Member-only story
Mistakes That Can Hinder Your Path to Financial Freedom
Starting early will give you the advantage of time when it comes to financial freedom.
One of my regrets is that I didn’t start saving for my retirement earlier in life. I kept putting it aside because there were other expenses, and savings weren’t a priority.
Over the years, I’ve learned that you first save and then pay the bills. I’ve gotten better at saving, but I know it was a mistake I can’t undo.
The achievement of financial independence is rare. It’s unfortunate because, if you start early in life, it’s not that difficult. Likely, you don’t want to be among those who have worked for more than 40 years but can still not retire due to a lack of savings.
No one wants to work when they are older. You would prefer to do other things. You can live any way you want when you are financially independent.
Steer clear of these roadblocks to financial independence:
1. Delaying Savings and Investing for Too Long. When it comes to investing, time can be your ally or enemy. It’s remarkable how little money you must save monthly to reach retirement age when you start early.

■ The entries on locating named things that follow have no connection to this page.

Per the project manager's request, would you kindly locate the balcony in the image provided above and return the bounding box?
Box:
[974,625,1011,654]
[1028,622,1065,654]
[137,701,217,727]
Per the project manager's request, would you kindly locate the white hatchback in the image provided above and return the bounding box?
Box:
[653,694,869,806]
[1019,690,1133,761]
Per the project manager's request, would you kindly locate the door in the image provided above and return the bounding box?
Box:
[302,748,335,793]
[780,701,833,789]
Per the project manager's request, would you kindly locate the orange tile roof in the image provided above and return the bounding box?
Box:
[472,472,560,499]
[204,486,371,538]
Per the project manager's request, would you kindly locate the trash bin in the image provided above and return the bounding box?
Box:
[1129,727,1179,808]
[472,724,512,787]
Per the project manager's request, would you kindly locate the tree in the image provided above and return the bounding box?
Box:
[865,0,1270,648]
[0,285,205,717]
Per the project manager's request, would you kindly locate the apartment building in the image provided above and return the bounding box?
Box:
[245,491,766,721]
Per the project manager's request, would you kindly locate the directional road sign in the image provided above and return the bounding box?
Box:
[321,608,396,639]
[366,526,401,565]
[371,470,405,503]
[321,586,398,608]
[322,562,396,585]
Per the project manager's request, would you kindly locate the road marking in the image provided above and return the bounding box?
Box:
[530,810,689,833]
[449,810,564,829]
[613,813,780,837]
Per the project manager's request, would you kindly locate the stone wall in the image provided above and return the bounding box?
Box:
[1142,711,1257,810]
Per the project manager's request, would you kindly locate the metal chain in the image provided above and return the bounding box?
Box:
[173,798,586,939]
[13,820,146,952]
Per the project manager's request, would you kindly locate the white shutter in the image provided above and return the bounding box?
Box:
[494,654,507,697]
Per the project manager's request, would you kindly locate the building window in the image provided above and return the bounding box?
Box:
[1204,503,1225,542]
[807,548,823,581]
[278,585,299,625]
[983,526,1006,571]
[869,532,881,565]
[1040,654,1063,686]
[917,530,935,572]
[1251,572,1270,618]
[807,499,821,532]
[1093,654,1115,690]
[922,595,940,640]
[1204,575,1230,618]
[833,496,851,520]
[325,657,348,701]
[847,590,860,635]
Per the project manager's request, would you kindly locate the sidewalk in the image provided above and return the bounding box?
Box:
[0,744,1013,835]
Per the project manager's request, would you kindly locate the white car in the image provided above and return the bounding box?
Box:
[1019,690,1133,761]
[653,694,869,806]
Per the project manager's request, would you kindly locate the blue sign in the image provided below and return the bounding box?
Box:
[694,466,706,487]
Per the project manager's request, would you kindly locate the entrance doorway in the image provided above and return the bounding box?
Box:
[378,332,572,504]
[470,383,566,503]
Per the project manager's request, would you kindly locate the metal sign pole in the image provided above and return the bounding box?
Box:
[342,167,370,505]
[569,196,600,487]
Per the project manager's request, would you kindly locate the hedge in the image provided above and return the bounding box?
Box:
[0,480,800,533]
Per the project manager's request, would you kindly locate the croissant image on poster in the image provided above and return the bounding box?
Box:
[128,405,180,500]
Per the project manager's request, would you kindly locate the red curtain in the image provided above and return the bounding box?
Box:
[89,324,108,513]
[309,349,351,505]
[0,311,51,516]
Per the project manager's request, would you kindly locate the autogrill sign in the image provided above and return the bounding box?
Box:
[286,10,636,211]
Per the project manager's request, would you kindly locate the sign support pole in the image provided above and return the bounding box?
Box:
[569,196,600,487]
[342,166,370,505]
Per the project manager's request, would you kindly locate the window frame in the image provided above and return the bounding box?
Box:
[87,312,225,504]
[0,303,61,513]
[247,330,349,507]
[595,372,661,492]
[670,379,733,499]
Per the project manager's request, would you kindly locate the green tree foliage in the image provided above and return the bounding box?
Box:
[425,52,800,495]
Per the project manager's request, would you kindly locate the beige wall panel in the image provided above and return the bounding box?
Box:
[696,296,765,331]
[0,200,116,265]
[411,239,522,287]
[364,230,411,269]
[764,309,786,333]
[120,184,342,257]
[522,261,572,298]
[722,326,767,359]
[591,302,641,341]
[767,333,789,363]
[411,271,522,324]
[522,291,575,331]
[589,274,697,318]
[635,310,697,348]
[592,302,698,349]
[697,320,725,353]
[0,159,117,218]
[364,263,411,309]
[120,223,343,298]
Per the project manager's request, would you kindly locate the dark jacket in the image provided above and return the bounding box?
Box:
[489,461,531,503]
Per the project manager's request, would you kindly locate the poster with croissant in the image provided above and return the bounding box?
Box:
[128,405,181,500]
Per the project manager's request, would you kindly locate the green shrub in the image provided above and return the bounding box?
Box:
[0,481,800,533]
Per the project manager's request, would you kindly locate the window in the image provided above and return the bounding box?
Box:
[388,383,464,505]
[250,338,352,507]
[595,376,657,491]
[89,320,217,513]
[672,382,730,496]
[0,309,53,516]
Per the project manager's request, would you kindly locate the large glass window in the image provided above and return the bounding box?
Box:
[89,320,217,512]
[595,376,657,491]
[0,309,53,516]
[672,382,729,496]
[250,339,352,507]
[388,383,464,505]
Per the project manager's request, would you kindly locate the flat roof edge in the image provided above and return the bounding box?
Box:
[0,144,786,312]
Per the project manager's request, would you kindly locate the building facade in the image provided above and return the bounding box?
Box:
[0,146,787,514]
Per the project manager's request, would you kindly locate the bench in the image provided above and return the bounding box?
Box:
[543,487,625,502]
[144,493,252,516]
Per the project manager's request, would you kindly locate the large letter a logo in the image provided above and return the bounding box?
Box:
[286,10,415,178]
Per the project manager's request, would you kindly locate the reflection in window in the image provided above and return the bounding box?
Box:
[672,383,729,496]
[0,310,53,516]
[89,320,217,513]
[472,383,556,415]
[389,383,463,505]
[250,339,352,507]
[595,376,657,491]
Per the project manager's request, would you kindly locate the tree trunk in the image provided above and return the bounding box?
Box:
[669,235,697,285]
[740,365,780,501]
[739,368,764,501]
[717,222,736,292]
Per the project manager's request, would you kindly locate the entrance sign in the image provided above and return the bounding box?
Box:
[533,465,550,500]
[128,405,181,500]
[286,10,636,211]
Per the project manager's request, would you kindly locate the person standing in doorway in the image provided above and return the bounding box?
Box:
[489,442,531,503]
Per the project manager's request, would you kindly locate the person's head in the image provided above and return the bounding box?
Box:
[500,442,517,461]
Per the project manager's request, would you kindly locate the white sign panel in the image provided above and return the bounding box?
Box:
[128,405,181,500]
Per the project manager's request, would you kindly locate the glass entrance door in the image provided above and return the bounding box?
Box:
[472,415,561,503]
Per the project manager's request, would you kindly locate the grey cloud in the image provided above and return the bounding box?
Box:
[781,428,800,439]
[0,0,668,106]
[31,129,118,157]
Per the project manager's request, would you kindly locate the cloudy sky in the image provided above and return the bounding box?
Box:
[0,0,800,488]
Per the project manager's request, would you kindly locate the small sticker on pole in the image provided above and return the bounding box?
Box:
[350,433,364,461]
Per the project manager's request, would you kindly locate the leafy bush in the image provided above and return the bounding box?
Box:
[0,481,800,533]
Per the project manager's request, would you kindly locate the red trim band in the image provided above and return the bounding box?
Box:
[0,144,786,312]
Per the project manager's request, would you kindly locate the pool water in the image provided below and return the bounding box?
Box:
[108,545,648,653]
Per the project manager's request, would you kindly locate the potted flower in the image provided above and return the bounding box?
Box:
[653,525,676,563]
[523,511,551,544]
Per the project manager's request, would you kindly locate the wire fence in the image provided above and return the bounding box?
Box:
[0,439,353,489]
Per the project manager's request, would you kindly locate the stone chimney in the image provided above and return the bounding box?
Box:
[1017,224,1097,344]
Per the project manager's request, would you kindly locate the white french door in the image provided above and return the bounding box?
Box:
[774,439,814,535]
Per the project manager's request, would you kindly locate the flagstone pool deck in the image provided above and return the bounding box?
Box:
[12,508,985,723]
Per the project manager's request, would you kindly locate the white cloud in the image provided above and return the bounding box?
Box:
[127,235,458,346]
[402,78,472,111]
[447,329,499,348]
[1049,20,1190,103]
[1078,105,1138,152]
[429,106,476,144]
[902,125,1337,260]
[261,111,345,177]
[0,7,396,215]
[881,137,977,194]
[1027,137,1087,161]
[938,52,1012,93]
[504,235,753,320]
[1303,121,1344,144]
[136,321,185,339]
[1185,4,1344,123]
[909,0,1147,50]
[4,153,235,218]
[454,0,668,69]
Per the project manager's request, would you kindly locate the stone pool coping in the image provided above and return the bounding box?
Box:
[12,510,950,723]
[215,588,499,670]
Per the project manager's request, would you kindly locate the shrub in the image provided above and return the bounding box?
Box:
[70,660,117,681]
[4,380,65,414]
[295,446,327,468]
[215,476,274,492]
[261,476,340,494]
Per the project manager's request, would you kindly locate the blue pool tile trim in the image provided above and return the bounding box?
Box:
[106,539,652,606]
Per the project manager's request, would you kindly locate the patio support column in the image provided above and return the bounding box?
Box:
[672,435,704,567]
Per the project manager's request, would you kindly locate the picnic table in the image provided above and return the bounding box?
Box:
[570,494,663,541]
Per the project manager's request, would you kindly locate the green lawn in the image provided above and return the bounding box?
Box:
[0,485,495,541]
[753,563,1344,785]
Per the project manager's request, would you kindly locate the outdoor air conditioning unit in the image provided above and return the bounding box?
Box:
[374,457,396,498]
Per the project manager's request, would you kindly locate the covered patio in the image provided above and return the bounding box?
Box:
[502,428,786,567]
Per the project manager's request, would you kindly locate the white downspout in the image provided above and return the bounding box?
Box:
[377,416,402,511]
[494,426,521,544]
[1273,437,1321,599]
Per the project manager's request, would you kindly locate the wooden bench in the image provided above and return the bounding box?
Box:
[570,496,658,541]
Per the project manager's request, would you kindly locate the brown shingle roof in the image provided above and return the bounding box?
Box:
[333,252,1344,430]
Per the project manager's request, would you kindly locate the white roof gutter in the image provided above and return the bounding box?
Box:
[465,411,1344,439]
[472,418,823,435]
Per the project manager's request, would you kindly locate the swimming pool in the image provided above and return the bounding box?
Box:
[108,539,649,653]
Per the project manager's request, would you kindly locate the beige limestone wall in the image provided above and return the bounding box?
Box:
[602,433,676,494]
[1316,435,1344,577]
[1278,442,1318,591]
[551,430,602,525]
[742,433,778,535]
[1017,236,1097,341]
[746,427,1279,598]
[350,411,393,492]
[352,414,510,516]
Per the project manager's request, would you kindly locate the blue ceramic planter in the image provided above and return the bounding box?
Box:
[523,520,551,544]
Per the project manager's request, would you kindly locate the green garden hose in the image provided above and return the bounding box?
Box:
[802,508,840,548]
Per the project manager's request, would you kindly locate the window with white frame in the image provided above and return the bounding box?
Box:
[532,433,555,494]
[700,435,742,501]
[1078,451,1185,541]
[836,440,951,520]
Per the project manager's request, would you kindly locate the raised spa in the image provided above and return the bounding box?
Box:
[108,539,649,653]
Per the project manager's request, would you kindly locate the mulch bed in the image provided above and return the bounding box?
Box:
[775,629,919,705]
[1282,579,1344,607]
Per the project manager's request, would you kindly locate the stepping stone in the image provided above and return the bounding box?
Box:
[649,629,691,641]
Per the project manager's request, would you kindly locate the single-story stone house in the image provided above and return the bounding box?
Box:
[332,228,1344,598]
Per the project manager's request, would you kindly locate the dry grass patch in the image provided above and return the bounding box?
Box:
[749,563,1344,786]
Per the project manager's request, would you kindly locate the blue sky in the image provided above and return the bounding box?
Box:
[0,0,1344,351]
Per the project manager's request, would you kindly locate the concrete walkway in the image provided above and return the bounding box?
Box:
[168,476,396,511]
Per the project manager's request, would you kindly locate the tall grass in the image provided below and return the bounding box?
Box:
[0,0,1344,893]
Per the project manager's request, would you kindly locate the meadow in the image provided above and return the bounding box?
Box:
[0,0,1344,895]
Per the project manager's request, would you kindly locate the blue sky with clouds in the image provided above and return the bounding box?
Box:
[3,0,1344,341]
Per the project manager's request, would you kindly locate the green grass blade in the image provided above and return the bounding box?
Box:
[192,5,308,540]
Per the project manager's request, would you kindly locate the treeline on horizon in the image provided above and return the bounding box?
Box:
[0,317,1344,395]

But if you wait too long, you’ll be surprised at how much you must save monthly to maintain the same savings.
You can try it out by using one of the savings calculators available online. Experiment with the number of years and the contribution amounts.
2. No Clear Financial Objectives. Without financial objectives, you’re just aimlessly floating. Setting goals gives you a framework for selecting your actions and making other crucial choices.
Now is the perfect moment to set financial goals if you don’t already have some.
3. Not Having a Contingency Fund. Although not glamorous, an emergency fund can significantly impact your financial freedom. Having at least three to six months' worth of expenses saved is a good idea.